3.4 Patients with antibody deficiencies have reduced percentages of plasmablasts
Diverse AbD can be characterized by reduced percentages of plasmablasts (8). Therefore, the ability of V-CD38 and C-CD38 to distinguish between 36 HC, 7 patients with AbD (3 patients were excluded from analysis due to lack of CD19+ B cells) and 24 AI were compared. As demonstrated in Figure 3A, patients with AbD had significantly lower (p=0.002) circulating plasmablasts recognized by V-CD38 (0.13%±0.13%) than HC (0.52%±0.57%), a difference similar to that observed when C-CD38 (0.11%±0.14% vs 0.50%±0.57%) was used to identify plasmablasts (Figure 3B). In contrast, there was no significant difference in the percentages of plasmablasts recognized by V-CD38+ (0.59%±1.16%) or C-CD38 (0.60%±1.05%) in AI compared to HC. However, staining with V-CD38 allowed a more accurate determination of the reduced plasmablasts frequencies in patients with AbD compared to C-CD38. Indeed, using a value of 0.35% plasmablasts identified with V-CD38 as the lower limit of normal provided 100% sensitivity in identifying patients with AbD and 50% specificity, which was an improvement to the 44% specificity obtained when using C-CD38 (Supplementary Table 2).

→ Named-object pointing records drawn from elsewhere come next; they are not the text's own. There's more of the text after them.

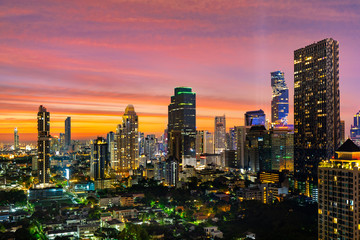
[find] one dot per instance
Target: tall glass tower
(128, 141)
(99, 159)
(43, 145)
(220, 134)
(316, 106)
(355, 129)
(182, 124)
(67, 132)
(16, 139)
(280, 98)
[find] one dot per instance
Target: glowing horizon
(90, 59)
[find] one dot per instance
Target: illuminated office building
(255, 118)
(16, 139)
(43, 159)
(99, 164)
(67, 132)
(150, 146)
(220, 134)
(355, 129)
(128, 142)
(338, 203)
(112, 149)
(204, 143)
(240, 135)
(257, 149)
(316, 106)
(182, 124)
(280, 99)
(282, 149)
(342, 131)
(231, 139)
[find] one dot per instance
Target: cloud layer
(89, 59)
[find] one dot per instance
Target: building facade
(99, 163)
(338, 207)
(128, 142)
(16, 139)
(280, 98)
(316, 106)
(355, 129)
(44, 137)
(182, 124)
(220, 134)
(254, 118)
(67, 132)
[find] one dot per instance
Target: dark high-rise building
(16, 139)
(257, 151)
(67, 132)
(355, 129)
(43, 145)
(282, 149)
(150, 146)
(231, 139)
(99, 159)
(182, 124)
(342, 131)
(254, 118)
(220, 134)
(280, 98)
(316, 106)
(338, 208)
(128, 141)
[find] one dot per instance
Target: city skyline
(92, 76)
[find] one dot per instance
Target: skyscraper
(258, 149)
(338, 208)
(220, 134)
(355, 129)
(128, 141)
(316, 106)
(43, 145)
(204, 143)
(67, 132)
(342, 131)
(16, 139)
(280, 98)
(231, 139)
(150, 146)
(282, 149)
(182, 124)
(99, 163)
(112, 149)
(254, 118)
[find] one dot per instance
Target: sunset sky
(90, 59)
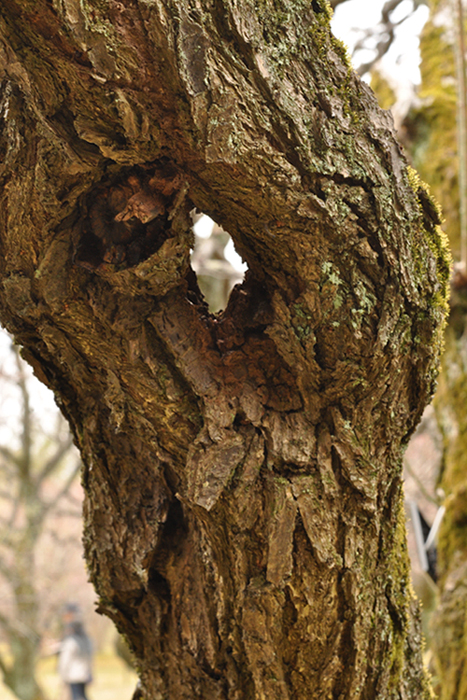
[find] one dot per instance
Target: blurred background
(413, 55)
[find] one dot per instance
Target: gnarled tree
(243, 516)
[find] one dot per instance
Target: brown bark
(243, 471)
(448, 622)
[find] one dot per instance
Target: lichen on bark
(242, 470)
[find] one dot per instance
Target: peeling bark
(243, 509)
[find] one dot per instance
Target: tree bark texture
(243, 516)
(448, 623)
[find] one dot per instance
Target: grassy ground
(112, 680)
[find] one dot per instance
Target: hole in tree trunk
(217, 265)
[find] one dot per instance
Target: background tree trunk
(244, 522)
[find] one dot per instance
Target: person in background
(75, 654)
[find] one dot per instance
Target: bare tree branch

Figure 3. V-CD38+ and C-CD38+ plasmablasts in the peripheral blood of healthy controls, patients with diverse antibody deficiencies and allergic individuals. (A) Percentages of CD3-CD19+CD27hi plasmablasts identified by V-CD38 among PBMC from HC (n=36), patients with AbD (n=7) and AI (n=24). (B) Percentages of CD3-CD19+CD27hi plasmablasts identified by C-CD38 among PBMC from HC (n=36), patients with AbD (n=7) and AI (n=24).

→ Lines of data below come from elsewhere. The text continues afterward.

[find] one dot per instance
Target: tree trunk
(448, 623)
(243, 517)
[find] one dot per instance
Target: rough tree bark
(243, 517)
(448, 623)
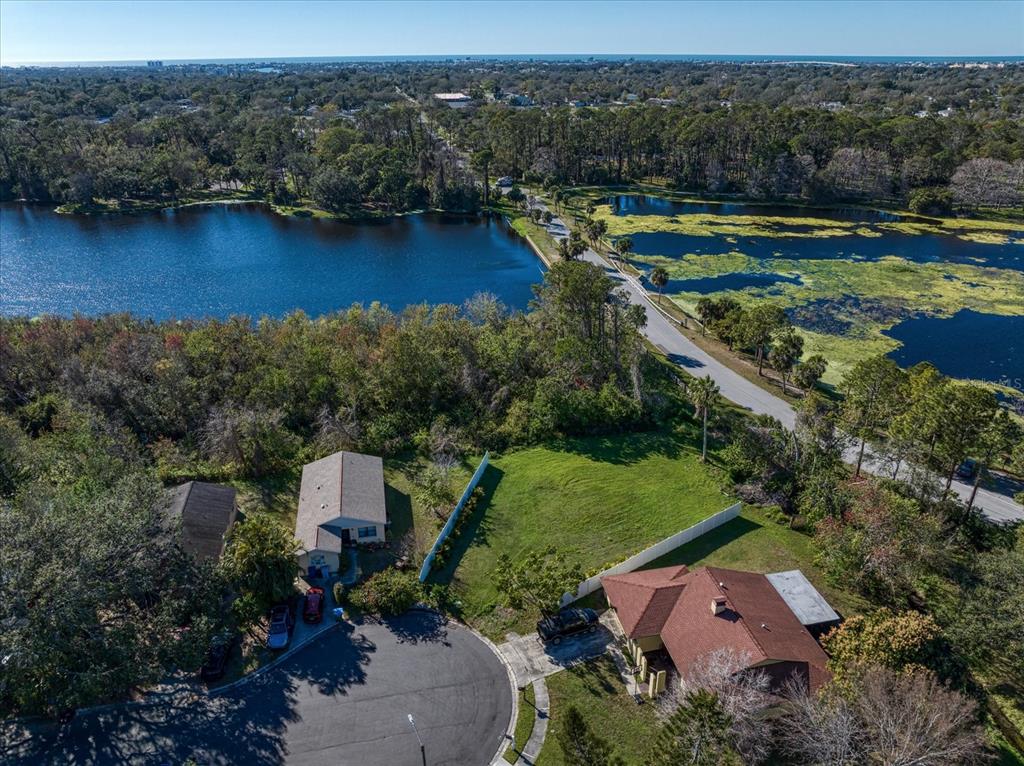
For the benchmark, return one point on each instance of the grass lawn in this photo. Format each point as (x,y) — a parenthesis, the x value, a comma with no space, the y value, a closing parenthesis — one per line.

3.5 Differences between V-CD38 and C-CD38 binding to transitional B cells
V-CD38 targets an epitope predicted to be located within the enzymatic cleft of multimeric catalytically active CD38, while C-CD38 recognizes an epitope on the extracellular domain of CD38 independent of conformational changes (15). Therefore, V-CD38 was used to further interrogate the expression of CD38 on transitional B cells. Transitional B cells were characterized as CD3-CD19+IgMhiCD27-CD38+/++ following a gating strategy previously described (8). Representative figures of the gating strategy from 6 HC, 6 AbD and 6 AI are provided (Supplementary Figures 5A–C, respectively). In contrast to the 1.76% ± 2.83% transitional B cells recognized by C-CD38, significantly (p<0.001) lower frequencies (1.08% ± 2.30%) were identified by V-CD38 (Figure 4A), albeit with a strong correlation (r=0.95, p<0.001) between the two antibodies (Figure 4B). Across participants, only 61.3% of the C-CD38+ transitional B cells expressed detectable, active multimeric CD38. As seen in the representative Figure 5A, only a subset of C-CD38 transitional B cells were recognized by V-CD38 while almost all V-CD38 transitional B cells are recognized by C-CD38 (Figure 5B).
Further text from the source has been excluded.